MattD: the French law averages out the 35-hour week over a year, which leaves wiggle-room for seasonal and project-specific variations. You pull out the stops to get something done, you get it back another time.

And I'd rather have stipulated overtime than the implied stuff. Leaving it to psychology may be good at turning the working day into a "who leaves the office last" contest, but it's hardly healthy.
posted by holgate at 3:27 AM on July 2, 2001


I wouldn't be surprised to learn that there are no semiconductor fabs in France. A fab has to run 24/7; it isn't economic to shut it down for nights, weekends, holidays and the month of August.

Where I used to work they ran a 24/7 factory (making cell phones). There were four work crews doing 12 hour days. Each crew alternated 3-day and 4-day weeks, and on the 4-day weeks they were paid overtime for the extra 8 hours.

There was always much demand for these jobs, by the way. It was considered to be among the very best opportunities available for unskilled labor in this city.

I don't understand how anyone could run a 24-hour operation under these French labor laws, and I bet there aren't very many.
posted by Steven Den Beste at 6:15 AM on July 2, 2001


I wouldn't be surprised to learn that there are no semiconductor fabs in France.

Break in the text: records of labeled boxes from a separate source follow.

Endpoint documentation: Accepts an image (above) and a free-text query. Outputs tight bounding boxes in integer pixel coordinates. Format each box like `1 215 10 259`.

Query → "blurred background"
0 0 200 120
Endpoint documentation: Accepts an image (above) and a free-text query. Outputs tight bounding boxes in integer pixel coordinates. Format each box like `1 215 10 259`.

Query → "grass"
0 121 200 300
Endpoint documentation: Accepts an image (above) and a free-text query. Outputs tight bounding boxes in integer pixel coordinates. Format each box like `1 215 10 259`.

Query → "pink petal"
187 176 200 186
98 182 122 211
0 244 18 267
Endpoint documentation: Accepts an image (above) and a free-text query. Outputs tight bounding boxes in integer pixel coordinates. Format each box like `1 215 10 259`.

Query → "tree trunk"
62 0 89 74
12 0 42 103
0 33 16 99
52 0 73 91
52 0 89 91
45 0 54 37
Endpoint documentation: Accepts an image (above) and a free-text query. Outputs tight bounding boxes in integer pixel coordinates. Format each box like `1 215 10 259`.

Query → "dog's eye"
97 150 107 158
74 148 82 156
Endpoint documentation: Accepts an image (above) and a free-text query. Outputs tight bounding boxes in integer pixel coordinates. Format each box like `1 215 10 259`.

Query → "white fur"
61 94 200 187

Be surprised. After a cursory Google: Motorola in Toulouse; Atmel, in Rousset and Saint-Egrève; SI Automation in Rousset and Montpellier; STM in Rousset, Croles, Tours and Rennes. And there are plenty of pharmaceutical, chemical and engineering plants that run on a 24-hour basis.

(I might as well note in passing that in Germany, where AMD has a fab, people work on average two weeks less per year than the French, and no-one regards them as lazy Mediterranean types.)
posted by holgate at 8:56 AM on July 2, 2001


So they run fabs, but probably not as efficiently -- manpower-wise -- as they might. Is this surprising? We are talking about the French. Efficiency is not the guiding principle of French society -- if it were, this thread would not be possible.
posted by Dreama at 10:29 AM on July 2, 2001


The French, in general, do not like big brands.

What are you talking about? Most of France shops in supermarkets and hypermarkets, which are no less "big brands" than they are here in the US. Come to think of it, they're actually more big brands.